Surely that sort of thing can be proposed by departments of education only for one or more of the following reasons:
Arrogance: we know better than expert educationalists because we went to school too.
Dim-wittedness: Highly intelligent and creative people (teachers) would welcome the opportunity to have all decision-making based on their expertise taken away from them.
Ignorance: we have no idea of what teachers actually do apart from acting as child-minders so we don’t need experts in the classroom, just people who can read from a script.
Well, fortunately the scripted lessons didn’t happen, but in my opinion the Key Stage 3 ICT Strategy was almost as bad. While some of the materials were excellent, the whole enterprise was spoilt by two things.
First, the strategy itself seemed like a huge job creation scheme to me. The Key Stage 3 co-ordinator in school “reported” to the Local Authority Key Stage 3 co-ordinator, who reported to a regional Key Stage 3 co-ordinator….
Second, the lesson plans were a form of death by PowerPoint, with instructions like “After 7 minutes go to slide 4…”

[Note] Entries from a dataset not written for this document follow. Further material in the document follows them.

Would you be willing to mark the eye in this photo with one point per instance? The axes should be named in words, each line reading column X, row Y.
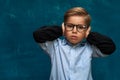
column 81, row 27
column 70, row 25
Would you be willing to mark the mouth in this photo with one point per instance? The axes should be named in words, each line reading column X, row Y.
column 74, row 37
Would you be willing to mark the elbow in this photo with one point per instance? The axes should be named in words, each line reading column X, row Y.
column 108, row 50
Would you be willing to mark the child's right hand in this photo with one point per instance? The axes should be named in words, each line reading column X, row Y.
column 63, row 28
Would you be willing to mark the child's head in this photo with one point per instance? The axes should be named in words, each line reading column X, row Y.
column 76, row 24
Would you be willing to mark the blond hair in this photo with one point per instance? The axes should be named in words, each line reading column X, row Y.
column 78, row 11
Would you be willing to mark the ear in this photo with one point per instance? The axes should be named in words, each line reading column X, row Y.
column 88, row 31
column 63, row 28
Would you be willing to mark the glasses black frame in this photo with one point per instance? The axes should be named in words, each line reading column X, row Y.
column 79, row 27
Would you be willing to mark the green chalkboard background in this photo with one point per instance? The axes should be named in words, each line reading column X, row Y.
column 22, row 59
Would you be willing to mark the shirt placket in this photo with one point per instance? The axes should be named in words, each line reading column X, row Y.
column 71, row 61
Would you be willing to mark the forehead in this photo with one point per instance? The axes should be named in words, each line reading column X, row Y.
column 76, row 20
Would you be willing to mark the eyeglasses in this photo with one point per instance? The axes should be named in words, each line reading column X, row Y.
column 79, row 27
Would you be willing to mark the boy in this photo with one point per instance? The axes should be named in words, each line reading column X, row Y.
column 71, row 56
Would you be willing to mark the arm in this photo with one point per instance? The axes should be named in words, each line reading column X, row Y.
column 103, row 43
column 47, row 33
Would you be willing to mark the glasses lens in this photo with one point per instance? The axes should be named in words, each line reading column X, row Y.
column 79, row 27
column 69, row 27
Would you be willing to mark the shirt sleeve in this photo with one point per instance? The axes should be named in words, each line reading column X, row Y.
column 47, row 33
column 101, row 43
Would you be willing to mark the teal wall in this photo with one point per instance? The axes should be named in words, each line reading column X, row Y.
column 22, row 59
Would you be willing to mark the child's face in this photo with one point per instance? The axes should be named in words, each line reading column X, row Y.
column 75, row 35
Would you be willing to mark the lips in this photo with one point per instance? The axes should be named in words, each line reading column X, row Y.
column 74, row 37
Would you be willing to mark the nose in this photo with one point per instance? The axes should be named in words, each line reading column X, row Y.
column 74, row 29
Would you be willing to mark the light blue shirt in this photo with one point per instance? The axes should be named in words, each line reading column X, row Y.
column 70, row 62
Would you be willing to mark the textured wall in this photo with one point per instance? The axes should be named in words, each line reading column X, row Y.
column 22, row 59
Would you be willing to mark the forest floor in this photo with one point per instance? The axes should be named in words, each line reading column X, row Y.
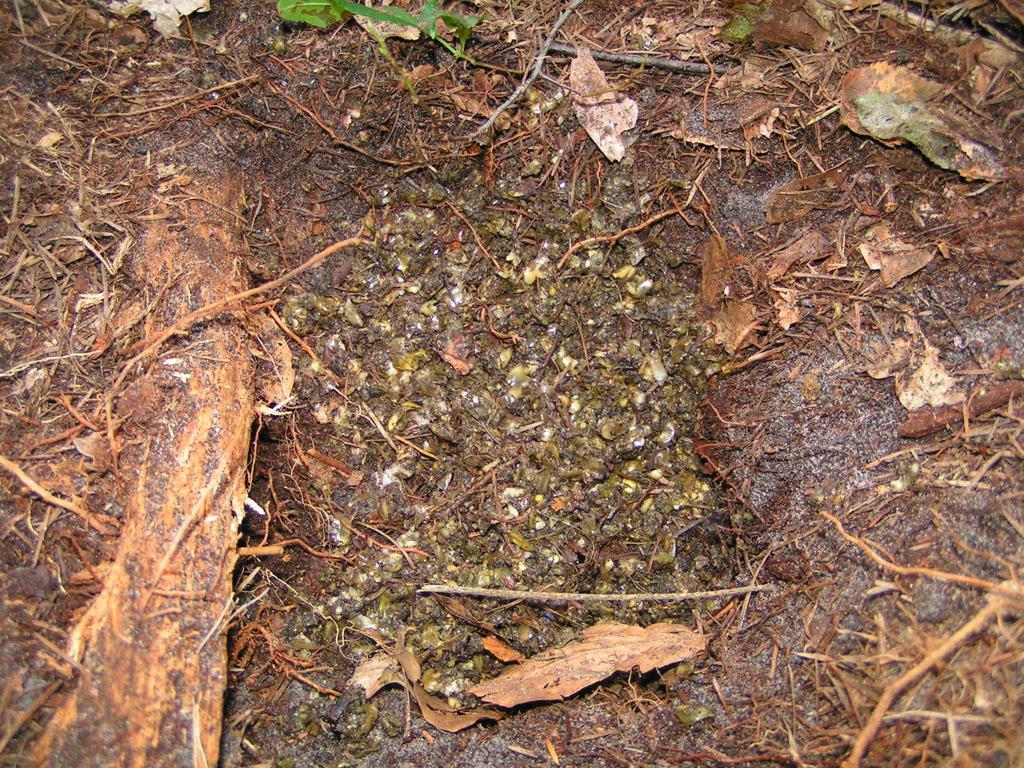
column 764, row 350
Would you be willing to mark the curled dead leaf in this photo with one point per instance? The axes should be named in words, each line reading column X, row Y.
column 926, row 382
column 805, row 249
column 796, row 199
column 894, row 258
column 502, row 650
column 455, row 354
column 603, row 113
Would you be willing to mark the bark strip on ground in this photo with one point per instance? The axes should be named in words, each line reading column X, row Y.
column 153, row 660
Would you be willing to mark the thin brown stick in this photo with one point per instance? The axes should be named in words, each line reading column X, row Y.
column 672, row 65
column 215, row 306
column 542, row 54
column 586, row 597
column 47, row 497
column 616, row 237
column 942, row 576
column 935, row 656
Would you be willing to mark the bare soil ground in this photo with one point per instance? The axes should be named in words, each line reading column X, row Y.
column 673, row 407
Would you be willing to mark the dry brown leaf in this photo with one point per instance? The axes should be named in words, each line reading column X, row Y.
column 96, row 446
column 502, row 650
column 894, row 258
column 603, row 113
column 796, row 199
column 786, row 311
column 376, row 673
column 387, row 29
column 691, row 132
column 885, row 360
column 805, row 249
column 734, row 325
column 472, row 105
column 400, row 667
column 455, row 355
column 275, row 386
column 436, row 712
column 787, row 23
column 603, row 650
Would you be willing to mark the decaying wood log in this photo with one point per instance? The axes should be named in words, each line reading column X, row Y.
column 151, row 650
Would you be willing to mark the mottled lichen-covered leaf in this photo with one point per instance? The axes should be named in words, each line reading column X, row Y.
column 604, row 113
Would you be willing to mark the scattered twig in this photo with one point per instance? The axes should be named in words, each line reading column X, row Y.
column 941, row 576
column 930, row 420
column 278, row 548
column 672, row 65
column 23, row 718
column 586, row 597
column 47, row 497
column 542, row 54
column 616, row 237
column 931, row 659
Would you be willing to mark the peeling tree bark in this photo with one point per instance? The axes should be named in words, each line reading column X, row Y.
column 153, row 658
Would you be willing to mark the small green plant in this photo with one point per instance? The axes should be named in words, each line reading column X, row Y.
column 326, row 12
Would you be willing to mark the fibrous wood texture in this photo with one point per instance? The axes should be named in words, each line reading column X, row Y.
column 151, row 650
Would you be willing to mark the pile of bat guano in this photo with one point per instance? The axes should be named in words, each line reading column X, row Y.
column 544, row 415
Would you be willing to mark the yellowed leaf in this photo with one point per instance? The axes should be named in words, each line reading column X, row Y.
column 603, row 650
column 49, row 139
column 806, row 248
column 376, row 673
column 926, row 382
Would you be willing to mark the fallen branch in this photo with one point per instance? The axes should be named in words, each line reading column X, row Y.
column 587, row 597
column 942, row 576
column 932, row 658
column 616, row 237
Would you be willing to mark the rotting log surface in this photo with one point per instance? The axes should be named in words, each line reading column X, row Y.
column 153, row 657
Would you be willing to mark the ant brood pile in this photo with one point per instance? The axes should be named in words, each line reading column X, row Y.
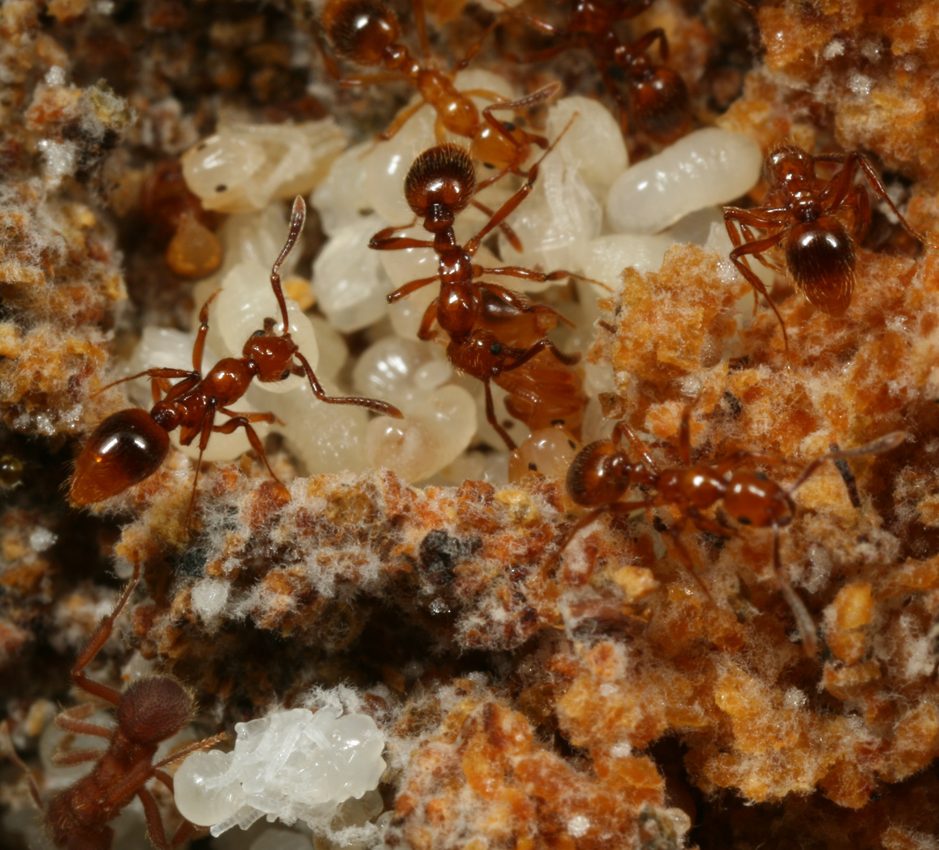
column 728, row 590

There was also the 3-part lesson, which I lampooned in an article in 2004, in which I wrote the following:
The idea of the 3-part lesson is not exactly new. Long-in-the-tooth educationalists will recall the original description of the 3-part lesson:
“First I tells ‘em what I’m going to ell ‘em, then I tells ‘em, then I tells ‘em what I told ‘em”.
To be fair, and also boringly pedantic and modern (which is probably a tautological statement in itself), the first part of that is a declaration of lesson objectives rather than of intended learning outcomes. Even so, you can see the similarities between this “old-fashioned” approach and the current “conventional” wisdom.
I wouldn’t mind – in fact, I think the formalisation of the concept of the 3-part lesson is very useful. But there is no consistency. The 3-part lesson has developed into the 4-part lesson, and I’ve recently come across a project that promotes the idea of the 6-part lesson, and a school which bases all its lesson planning on the model of a 7-part lesson.
None of these goes far enough.
I propose the 3000-part lesson. Based on the “ideal” lesson time for discrete ICT of 50 minutes, the 3000-part lesson would itemise exactly what was to happen in each second of the lesson. Nothing would be left to chance.
I do have some philosophical questions though. For example, part 1 of my ideal lesson is “Preparing to change the mind set of the pupils entering the classroom”. Should this be counted as part 1 of the lesson or, because it actually starts before the lesson, is it more legitimate to regard it as part 3001 of the previous lesson?”
Please send your answers on a self-addressed postcard.
I was reminded of all this recently when looking through old Ted Wragg articles. He also wrote diatribes against lessons that had to be “delivered” according to a set structure regardless of local needs.
I mention all this now because I’ve been reflecting on how amazingly well schools and teachers have responded to the pandemic. To some extent this was despite the ineptitude of the Department for Education, but I’m coming round to the idea that it was also partly because of their ineptitude. Given how the DfE at one point announced that live lessons were best, based on no evidence that I could discern and at the same time that Ofsted said live lessons are not always the best, imagine how awful it could have been had they decided to produce a national strategy for teaching online.
I suspect that nobody at the DfE knows enough about technology or teaching to think of proposing such as thing. If so, then ignorance on the part of the DfE really is bliss for the rest of us.